Measure C-mo System's performance and ability to automatically assess wheeze in cough, based on the percentage of cough events in which wheezing was identified, using Cohen's Kappa coefficient (κ). The κ value indicates the level of agreement between C-mo System's output and the result obtained from expert analysis (considered to be the gold standard in this study). It ranges from -1 (worst possible performance) to 1 (best possible performance). Hence, higher scores mean a better outcome.

Analyse the collected EMG signal to describe cough intensity, as percentage of maximum voluntary contraction (MVC).

Describe cough patterns through the analysis of changes of cough characteristics (frequency, intensity, type and presence of wheeze) for each subject during their monitoring period, based on their post-monitoring questionnaire (if/how cough changes in relation to physical exercise, eating, resting, body position and time of day).

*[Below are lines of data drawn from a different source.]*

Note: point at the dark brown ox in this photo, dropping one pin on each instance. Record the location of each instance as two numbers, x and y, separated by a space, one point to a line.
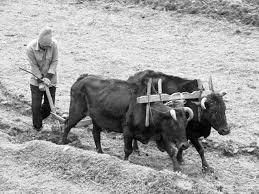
212 112
111 104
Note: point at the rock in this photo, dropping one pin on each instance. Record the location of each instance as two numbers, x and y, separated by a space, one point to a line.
230 150
248 149
119 136
6 103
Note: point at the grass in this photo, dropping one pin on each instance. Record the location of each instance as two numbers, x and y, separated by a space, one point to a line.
240 11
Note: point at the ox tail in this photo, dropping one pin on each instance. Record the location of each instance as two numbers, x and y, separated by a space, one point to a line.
82 76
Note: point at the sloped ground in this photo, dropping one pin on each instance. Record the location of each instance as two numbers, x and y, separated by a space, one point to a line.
116 41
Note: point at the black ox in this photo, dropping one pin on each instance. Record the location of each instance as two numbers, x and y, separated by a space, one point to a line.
212 109
112 106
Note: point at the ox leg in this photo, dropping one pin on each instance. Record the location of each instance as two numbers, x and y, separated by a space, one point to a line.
200 150
128 138
135 146
77 112
172 153
179 156
97 137
160 145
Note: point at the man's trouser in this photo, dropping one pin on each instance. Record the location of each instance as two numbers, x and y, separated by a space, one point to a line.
40 110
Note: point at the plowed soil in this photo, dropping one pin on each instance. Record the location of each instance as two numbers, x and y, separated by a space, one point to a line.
117 40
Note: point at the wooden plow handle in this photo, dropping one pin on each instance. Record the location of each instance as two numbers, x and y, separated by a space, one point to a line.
148 106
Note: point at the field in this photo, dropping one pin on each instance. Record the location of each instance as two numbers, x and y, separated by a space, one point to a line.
115 40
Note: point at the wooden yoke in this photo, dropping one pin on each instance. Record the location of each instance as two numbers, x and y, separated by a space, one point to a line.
148 105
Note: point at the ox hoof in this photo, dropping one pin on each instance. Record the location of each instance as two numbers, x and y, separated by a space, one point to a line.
180 161
207 169
99 151
177 169
66 141
137 152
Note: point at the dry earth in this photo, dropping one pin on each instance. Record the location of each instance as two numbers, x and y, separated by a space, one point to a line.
115 40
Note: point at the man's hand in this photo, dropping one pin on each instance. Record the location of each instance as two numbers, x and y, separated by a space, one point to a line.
46 81
42 86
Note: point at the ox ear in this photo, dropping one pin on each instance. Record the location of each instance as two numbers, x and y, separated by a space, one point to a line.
196 103
211 84
222 93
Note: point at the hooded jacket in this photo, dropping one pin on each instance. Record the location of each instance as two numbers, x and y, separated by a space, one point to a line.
43 61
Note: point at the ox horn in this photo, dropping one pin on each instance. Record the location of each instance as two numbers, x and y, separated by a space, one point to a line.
222 93
203 103
173 114
211 84
190 112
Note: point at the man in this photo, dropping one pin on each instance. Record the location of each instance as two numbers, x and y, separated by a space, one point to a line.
43 57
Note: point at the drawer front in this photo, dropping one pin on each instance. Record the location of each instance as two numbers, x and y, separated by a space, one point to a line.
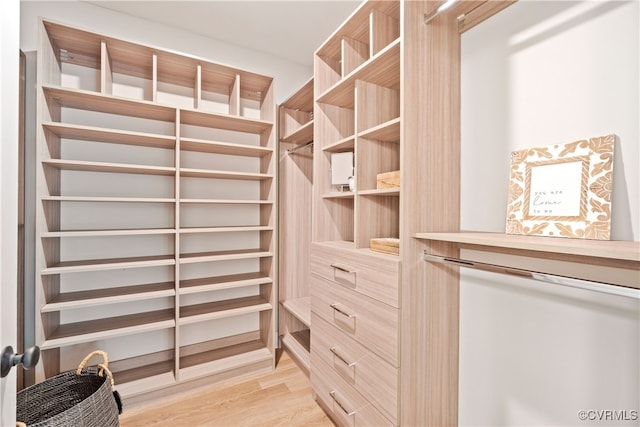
370 322
374 378
367 272
347 407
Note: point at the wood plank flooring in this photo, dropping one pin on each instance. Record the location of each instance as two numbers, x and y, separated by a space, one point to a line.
279 398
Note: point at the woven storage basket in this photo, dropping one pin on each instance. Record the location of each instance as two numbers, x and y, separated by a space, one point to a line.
80 398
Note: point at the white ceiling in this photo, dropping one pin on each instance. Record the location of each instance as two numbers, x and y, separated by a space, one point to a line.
291 30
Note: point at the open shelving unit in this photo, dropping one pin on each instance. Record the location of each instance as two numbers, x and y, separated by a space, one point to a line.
296 118
357 74
157 213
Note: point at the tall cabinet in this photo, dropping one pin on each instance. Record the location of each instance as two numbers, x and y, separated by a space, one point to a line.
384 348
156 213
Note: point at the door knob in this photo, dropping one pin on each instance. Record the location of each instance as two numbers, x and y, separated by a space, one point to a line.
28 359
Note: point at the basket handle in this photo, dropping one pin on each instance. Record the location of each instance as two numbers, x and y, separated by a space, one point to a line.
105 360
103 368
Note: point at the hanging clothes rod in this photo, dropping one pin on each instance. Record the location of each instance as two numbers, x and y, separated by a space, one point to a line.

Analyse the results from usability questionnaires regarding the C-mo wearable, calculating average scores for each of the evaluated parameters. A 5-point Likert scale will be used for the overall satisfaction score, in which a higher rating corresponds to a better outcome.

Analyse the difference between the results obtained by the C-mo System and the results of the questionnaires filled out by the participants about their cough, comparing these obtained results to the gold standard. Differences between participants will also be analysed. Statistical tests will be used to identify significant differences between groups (patient perception, C-mo System, and gold standard results).

Compare each indicator (cough frequency, type, intensity, presence of wheeze, and cough patterns) amongst the diseases observed in the study's sample. This will be performed using multivariate analysis of variance (MANOVA).

Inclusion Criteria: Patients aged 2 years or older; Patients with symptoms/complaints of cough; Signed Informed Consent (age ≥ 18 years), signed Informed Consent from the parents/legal representative and the patient (16 and 17 years), or signed Informed Assent and Consent (5 years ≤ age ≤ 15 years). Exclusion Criteria: Presence of musculoskeletal (e.g., severe scoliosis), neurological (e.g., post stroke), cardiac (e.g., unstable angina), cognitive (e.g., dementia) changes, or other significant conditions that hinder the participants from collaborating in the collection of data. Damaged/weakened skin at the C-mo wearable device's placement area (epigastric region). Absence of Informed Consent and/or Assent, as applicable.